Sivil toplum örgütlerinin sayısı Türkiye’de Avrupa ve Amerika’ya göre oldukça geride olmasına ve Türkiye’ de faaliyet gösteren sivil toplum örgütlerinin mevcut zayıf yanlarına rağmen artan gücü, genişleyen faaliyet alanı ve ülkemizin sosyal ve ekonomik sorunlarını çözmeye yönelik başarılı ve etkileyici girişimlerde bulunması umut verici bir gelişmedir. Bundan 20 yıl öncesiyle karşılaştırıldığında Türkiye’de sivil toplumun ve Sivil Toplum Örgütleri gelişim kaydetmiştir (Ergin, 2007: 13, TÜSEV, 2011: 17). Dernekler Dairesi Başkanlığı’nın yaptığı çalışmada ülkemi de 2000 yılı itibariyle yaklaşık olarak 61 bin sivil toplum örgütü varken 2010

yılında ise bu sayı yaklaşık olarak 85 bine ulaşmıştır (Aydemir, 2011: 123). Türkiye de ki sivil toplum örgütlerinin zamanla daha yaratıcı ve esnek, gönüllülüğün giderek artması, baskı grubu olma ve kamuoyu gücü oluşturma bilinci yükselmesi gibi özellikleri ön plana çıkmaya başlamıştır (Ergin, 2007: 14). Ancak yine de katılımın istenilen seviyede olmadığı bir gerçektir. Bunun içinde STÖ’nin kurulma ve devam ettirme işlemleri kolaylaştırılarak bu oluşumlara katılımın artması sağlanarak, devamında toplumun sahip olduğu sosyal sermaye düzeyinde bir iyileşme kaydedilebilir.

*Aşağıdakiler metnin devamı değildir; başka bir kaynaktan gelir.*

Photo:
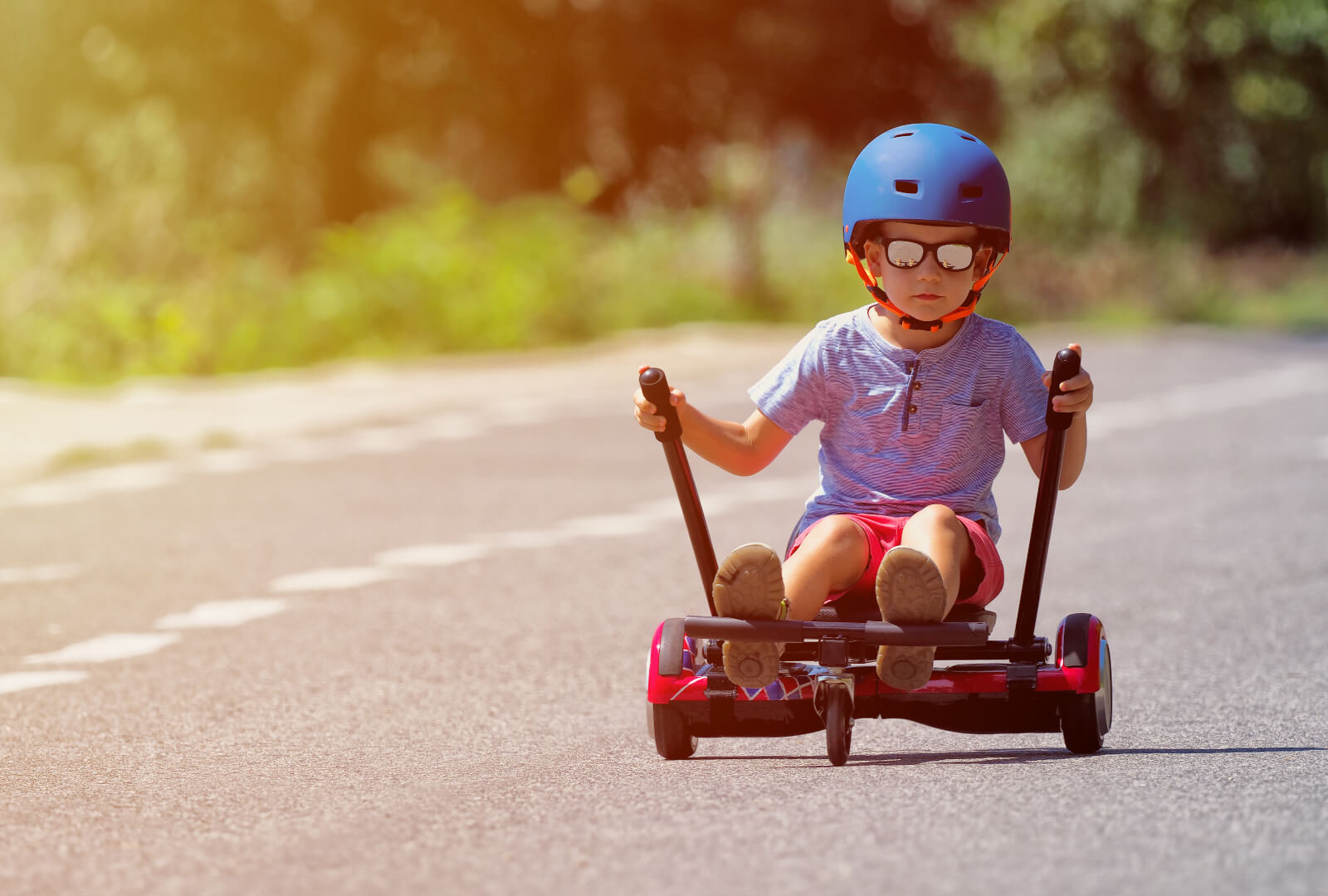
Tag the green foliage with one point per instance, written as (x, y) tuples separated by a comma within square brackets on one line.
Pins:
[(1197, 117), (451, 274), (192, 189)]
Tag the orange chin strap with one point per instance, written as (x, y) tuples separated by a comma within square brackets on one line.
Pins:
[(907, 320)]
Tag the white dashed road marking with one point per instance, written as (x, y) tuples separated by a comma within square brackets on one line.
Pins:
[(338, 579), (223, 614), (13, 681), (432, 555), (104, 648), (1108, 417)]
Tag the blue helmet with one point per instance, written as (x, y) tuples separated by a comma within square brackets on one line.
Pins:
[(931, 174)]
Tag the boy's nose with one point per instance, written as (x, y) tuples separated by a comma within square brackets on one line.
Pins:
[(929, 270)]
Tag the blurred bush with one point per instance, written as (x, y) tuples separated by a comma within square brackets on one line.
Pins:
[(452, 274), (193, 189)]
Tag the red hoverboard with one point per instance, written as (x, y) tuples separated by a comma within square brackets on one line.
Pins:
[(828, 674)]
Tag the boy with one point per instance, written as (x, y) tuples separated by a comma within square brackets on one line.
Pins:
[(914, 391)]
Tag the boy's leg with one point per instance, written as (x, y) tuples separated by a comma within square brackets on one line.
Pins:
[(920, 582), (938, 533), (830, 558)]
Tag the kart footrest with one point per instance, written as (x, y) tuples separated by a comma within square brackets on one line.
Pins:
[(793, 631)]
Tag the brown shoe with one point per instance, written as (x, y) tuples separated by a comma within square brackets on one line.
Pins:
[(749, 584), (909, 590)]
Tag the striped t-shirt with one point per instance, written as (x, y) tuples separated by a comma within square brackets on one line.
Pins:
[(907, 429)]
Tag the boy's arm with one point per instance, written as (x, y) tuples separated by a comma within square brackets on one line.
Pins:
[(1076, 397), (741, 449)]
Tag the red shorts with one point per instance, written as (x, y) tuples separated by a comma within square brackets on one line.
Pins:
[(883, 533)]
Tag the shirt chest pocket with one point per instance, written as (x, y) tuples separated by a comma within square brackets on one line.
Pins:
[(969, 431)]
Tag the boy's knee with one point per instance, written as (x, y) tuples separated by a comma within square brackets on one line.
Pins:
[(936, 517), (838, 533)]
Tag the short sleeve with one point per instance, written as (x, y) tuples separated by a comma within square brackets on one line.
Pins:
[(1023, 407), (792, 395)]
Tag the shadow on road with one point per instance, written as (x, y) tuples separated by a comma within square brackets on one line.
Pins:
[(1000, 757)]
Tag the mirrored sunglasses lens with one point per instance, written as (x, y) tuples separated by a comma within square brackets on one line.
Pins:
[(903, 254), (955, 256)]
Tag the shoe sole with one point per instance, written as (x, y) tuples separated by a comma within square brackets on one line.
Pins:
[(909, 590), (749, 584)]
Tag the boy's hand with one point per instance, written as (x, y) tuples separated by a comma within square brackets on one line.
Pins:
[(1076, 393), (646, 411)]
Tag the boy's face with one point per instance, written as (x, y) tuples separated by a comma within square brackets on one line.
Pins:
[(927, 291)]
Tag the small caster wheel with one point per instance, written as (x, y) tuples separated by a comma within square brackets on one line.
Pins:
[(672, 737), (838, 725)]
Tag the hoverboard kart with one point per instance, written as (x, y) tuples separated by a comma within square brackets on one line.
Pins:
[(828, 674)]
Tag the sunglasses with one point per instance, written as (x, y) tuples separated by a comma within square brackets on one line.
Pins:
[(909, 254)]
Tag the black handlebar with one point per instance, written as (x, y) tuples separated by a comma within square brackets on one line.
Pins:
[(1062, 368), (655, 388)]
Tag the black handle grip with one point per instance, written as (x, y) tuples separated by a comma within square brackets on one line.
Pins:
[(1062, 368), (655, 388)]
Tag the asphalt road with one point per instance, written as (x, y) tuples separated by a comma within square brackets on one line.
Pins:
[(471, 718)]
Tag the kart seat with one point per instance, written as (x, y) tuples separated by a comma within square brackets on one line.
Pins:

Sivil toplumun içinde bulunduğu siyasi, ekonomik ve kültürel ortam sivil toplumun gelişimi ile doğrudan bağlantılıdır. Ancak uluslararası rapor ve endekslerde değerlendirilen sosyo-ekonomik ve sosyo-politik ortamların sivil toplumun gelişimine herhangi büyük engel teşkil etmediği görülmüştür. Ve yine sosyo-kültürel açıdan ülkedeki genel sosyal sermaye düşüklüğünün sivil toplum için ciddi bir sorun olduğu görülmektedir. Çünkü Ülkedeki düşük sosyal sermaye düzeyi göz önüne alındığında, STÖ üyelerinin de bu olumsuz durumdan pay aldıkları görülmektedir. Gönüllü olan ve olmayan bireyler arasındaki benzer bir karşılaştırma gönüllülüğün bireylerin kendilerine daha olumlu bakması, güven ve empati duygularının artması gibi olumlu tutumları beraberinde getirdiğini göstermektedir (TÜSEV, 2011: 21).

Sosyal sermayenin iyi niyetler doğrultusunda oluşması (gönüllü kuruluşlar, vatandaşların birbirlerine olan genel güveni, yardım toplulukları gibi) her zaman için istenilen bir durumdur. Ancak bunun bir de olumsuz yönde gelişmesi söz konusu olabilir. Toplumun ortak menfaatlerine zıt amaçlarda çalışan, toplumdan soyutlanmış alt grupların (uyuşturucu karteli ve rüşvet mafyası gibi) sosyal sermayesi de, ekonomik ve sosyal gelişmeyi engeller. Bu açıdan toplumun sosyal sermayesinin net değerini, olumlu veya olumsuz olacağını, toplumdaki alt grupların ve sivil toplum örgütlerinin inşa ettikleri sosyal sermaye değerlerinin toplamı ve etkileşimi belirler. Ekonomik ve sosyal gelişme, toplumdaki alt grupların ve kurumların sosyal sermaye birikimlerinin ortak amaçlar ve ilkeleri belirleyebilme kapasitesiyle de doğrudan ilişkilidir. Sosyal sermayesini belli bir değerin üzerine çıkaran kişi ve kuruluşlar

ortak hareket edildiğinde kritik değeri olan bilgiye, güç ve imkânlara erişme olasılığı artar. Ortak hareket etme kapasitesini artıran ortak kurum kimliği, ancak sosyal sermayenin inşa edilmesiyle arttırılabilinir (KOSGEB, 2005).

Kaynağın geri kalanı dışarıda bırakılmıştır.